Schon im Laufe des Ersten Weltkriegs war die erste Strophe des Deutschlandliedes zum wichtigen Symbol eines nationalistischen Überlegenheitsgefühls geworden, dass den Deutschen Anspruch auf Vorherrschaft begründete. Nach der Machtergreifung der Nazis wurden die zweite und dritte Strophe der offiziellen Weimarer Nationalhymne durch das Horst-Wessel-Lied verdrängt, nur die erste blieb übrig. Sie wird bisweilen heute noch gesungen – meist von Neonazis, die ihrer toten Helden aus Wehrmacht oder SS gedenken und die Opfer des Faschismus verhöhnen. Falls Petke nach gescheitertem Test nicht seinen Pass abgibt und seine Zelte konsequenterweise irgendwo anders zwischen – Maas und Memel, Etsch und Belt – aufschlägt, kann er sicher mit der einen oder anderen Einladung zu den Liederabenden örtlicher Kameradschaften rechnen. Ob kalkulierter Fehltritt oder Freudscher Versprecher, Petkes Antwort einfach als peinliche Lappalie abzutun entspricht eben jener inakzeptablen Gleichgültigkeit, wegen der plumpe Deutschtümelei und revanchistische Großmannssucht in der Bundesrepublik nach wie vor in weiten Teilen der Bevölkerung Anklang finden.

Jörg Schönbohm hat den Ein­bürgerungstest per Fragebogen mitt­lerweile übrigens abgelehnt. Er begründete seine Haltung freilich nicht mit dem will­kürlichen und lächerlichen Charakter des Vaterlandsquiz’, sondern damit, dass sich die »Betroffenen« – seiner Erwartung nach offenbar cleverer als der Kronprinz – im Vorfeld über die Antworten informieren könnten. Damit sich ihre Chancen auf Einbürgerung hierdurch nicht allzu sehr erhöhen, plädiert der General a.D. für individuelle Überprüfungsgespräche, von denen der Erhalt der Staatsbürgerschaft abhängen soll. »Die Zeit der Gastfreundschaft geht zu Ende« hatte Schönbohm schon 1998 in der Berliner Zeitung gepoltert.
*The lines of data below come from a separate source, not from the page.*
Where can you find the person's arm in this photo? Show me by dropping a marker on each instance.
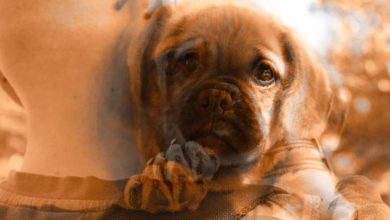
(8, 89)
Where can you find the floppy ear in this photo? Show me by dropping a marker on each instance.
(308, 99)
(154, 5)
(142, 40)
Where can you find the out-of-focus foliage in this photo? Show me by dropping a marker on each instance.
(361, 53)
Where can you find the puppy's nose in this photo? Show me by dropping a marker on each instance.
(215, 101)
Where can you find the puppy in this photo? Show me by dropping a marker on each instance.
(226, 98)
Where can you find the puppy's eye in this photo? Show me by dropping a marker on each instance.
(264, 74)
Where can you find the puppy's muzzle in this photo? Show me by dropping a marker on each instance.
(217, 98)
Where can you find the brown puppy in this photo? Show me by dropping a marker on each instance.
(241, 99)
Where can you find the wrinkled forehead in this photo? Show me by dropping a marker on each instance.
(233, 31)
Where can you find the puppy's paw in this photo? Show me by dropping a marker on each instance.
(173, 181)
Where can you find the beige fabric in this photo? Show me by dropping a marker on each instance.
(29, 196)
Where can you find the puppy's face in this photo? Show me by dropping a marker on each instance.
(232, 80)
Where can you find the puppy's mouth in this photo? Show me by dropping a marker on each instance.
(221, 138)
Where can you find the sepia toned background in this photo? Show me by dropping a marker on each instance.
(352, 38)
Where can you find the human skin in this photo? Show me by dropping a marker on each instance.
(62, 60)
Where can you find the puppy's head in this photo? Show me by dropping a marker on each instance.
(228, 77)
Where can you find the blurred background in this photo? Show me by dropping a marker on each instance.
(352, 39)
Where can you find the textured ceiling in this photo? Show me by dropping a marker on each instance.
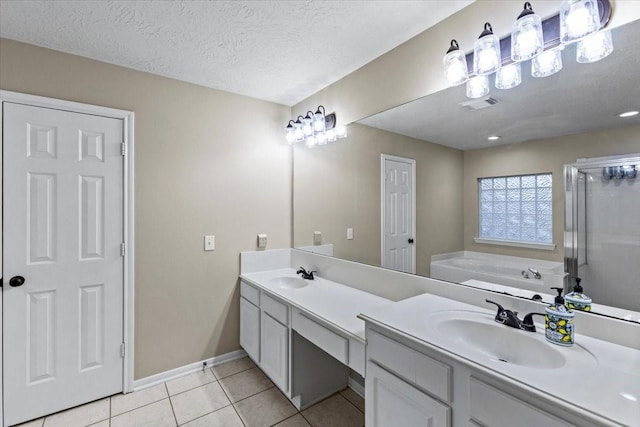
(580, 98)
(280, 51)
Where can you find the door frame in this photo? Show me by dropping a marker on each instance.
(412, 162)
(129, 278)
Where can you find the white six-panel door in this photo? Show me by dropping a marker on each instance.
(63, 229)
(398, 228)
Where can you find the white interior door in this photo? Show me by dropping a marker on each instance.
(398, 212)
(63, 227)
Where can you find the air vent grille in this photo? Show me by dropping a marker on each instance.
(479, 104)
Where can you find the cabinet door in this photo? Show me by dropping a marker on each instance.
(250, 329)
(393, 402)
(274, 349)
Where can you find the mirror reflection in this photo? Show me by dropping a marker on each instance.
(403, 190)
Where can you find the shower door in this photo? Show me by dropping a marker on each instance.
(602, 228)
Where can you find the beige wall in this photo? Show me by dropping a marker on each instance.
(199, 170)
(338, 186)
(541, 156)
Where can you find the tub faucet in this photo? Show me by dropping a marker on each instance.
(536, 273)
(510, 318)
(306, 274)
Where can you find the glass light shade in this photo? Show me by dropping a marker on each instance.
(478, 86)
(331, 135)
(455, 67)
(290, 135)
(318, 122)
(297, 131)
(547, 63)
(578, 18)
(509, 76)
(594, 47)
(526, 37)
(307, 125)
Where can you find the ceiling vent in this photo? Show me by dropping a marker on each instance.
(479, 104)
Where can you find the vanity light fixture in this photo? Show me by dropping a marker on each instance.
(455, 65)
(527, 39)
(578, 21)
(486, 52)
(628, 114)
(315, 128)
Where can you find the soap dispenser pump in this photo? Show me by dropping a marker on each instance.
(558, 327)
(577, 300)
Vor diesem Hintergrund erscheint Petkes Liedwunsch lediglich als weiterer Höhepunkt einer fremdenfeindlichen Kontinuität in der Brandenburger CDU, deren Türen nach rechtsaußen sperrangelweit offen stehen.

Der Schoß ist fruchtbar noch – Aussteigerprogramm für Schönbohm gefordert

»Es wäre angebrachter, über die repressive Bevormundung und die menschenunwürdigen Unterbringungsbedingungen mehrerer tausend Flüchtlinge im Land Brandenburg zu reden, statt sich in Lobpreisungen einer ach so weltoffenen deutschen Kultur zu ergehen« erklärte Steffen Kühne im Namen des Landesvorstandes von ['solid] Brandenburg. »Es bleibt zu hoffen, dass Menschen nichtdeutscher Herkunft sich von diesem Leitkulturgeblubber nicht beeindrucken lassen und alle, die kein Verlangen nach Volksgemeinschaft und kultureller Gleichschaltung haben, mit dem deutschnationalen Stumpfsinn nicht alleine lassen«. Er verwies in diesem Zusammenhang auf die Notwendigkeit, rechten Meinungen keine Freiräume zu lassen und ihnen aktiv entgegenzuwirken: »Jörg Schönbohm sollte als Innenminister mit gutem Beispiel vorangehen und darüber nachdenken das Aussteigerprogramm für Menschen, die in rechte Kreise abgerutscht sind und sich gesellschaftlich wieder eingliedern wollen, selbst in Anspruch zu nehmen. Der Absprung wird sicher nicht einfach, aber er wird merken, dass das Leben weitaus mehr zu bieten hat, als nationalistische Parolen und fremdenfeindliche Hetze.

['solid] Brandenburg erneuerte seine Forderung nach Abschaffung der menschenunwürdigen Residenzpflicht, nach einem sofortigen Abschiebestopp für Flüchtlinge mit unsicherem Aufenthaltsstatus und gleichberechtigtem Zugang zu Studium, Ausbildung und Arbeitsmarkt für alle hier lebenden Menschen. Es ist schlichtweg verlogen, Menschen aus anderen Ländern Sprachkenntnisse und eine umfassende Integration in die Gesellschaft abzuverlangen, wenn gleichzeitig die Möglichkeiten hierfür von staatlicher Seite gezielt verschlechtert werden und ihnen bei jeder Gelegenheit zu verstehen gegeben wird, sie seien nicht willkommen.